In the early afternoon the Germans started their assault on the city, but were repelled and forced to leave several damaged or destroyed tanks on the battlefield. The repeated assaults later that day were also unsuccessful. Overnight Colonel Maczek decided that his plan succeeded and further defence of the city could result in his unit being cut out from the rear by the Germans advancing from Radymno. Because of that he moved his unit further eastwards to the Oleszyce-Lubaczów area.

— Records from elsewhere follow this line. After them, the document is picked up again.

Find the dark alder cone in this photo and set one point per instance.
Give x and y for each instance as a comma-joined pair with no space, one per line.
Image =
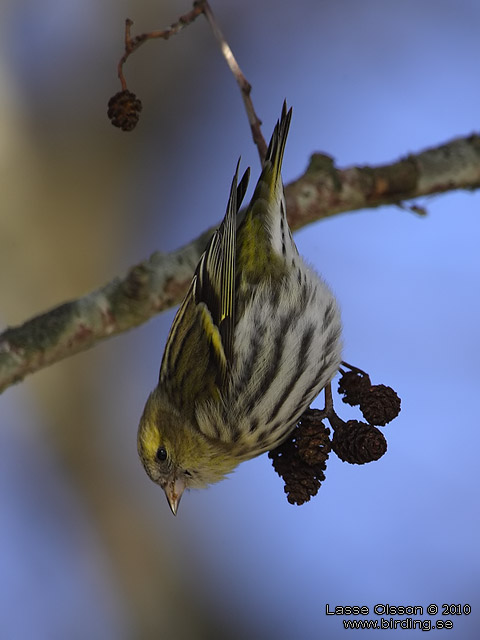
352,385
380,404
358,443
124,110
301,460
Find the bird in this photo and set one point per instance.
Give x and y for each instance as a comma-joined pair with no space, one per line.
255,340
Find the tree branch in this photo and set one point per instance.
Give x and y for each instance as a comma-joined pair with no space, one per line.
161,281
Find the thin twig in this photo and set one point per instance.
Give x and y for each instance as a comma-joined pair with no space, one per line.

Lieutenant-Colonel Wójcik's forces were to hold the town for as long as possible, and then follow the motorized brigade. The Poles blew up the bridges and left only a token force in the city, while the majority of the men retreated under the cover of darkness. In the early morning of 11 September the Germans resumed their assault, this time with a heavy artillery barrage. However, since most of the Polish units were already miles away, the losses were negligible. Around noon the panzers rolled towards the Polish positions only to discover that the several infantry companies (an infantry battalion under Captain Matheis), until then guarding the Polish positions, were also withdrawn.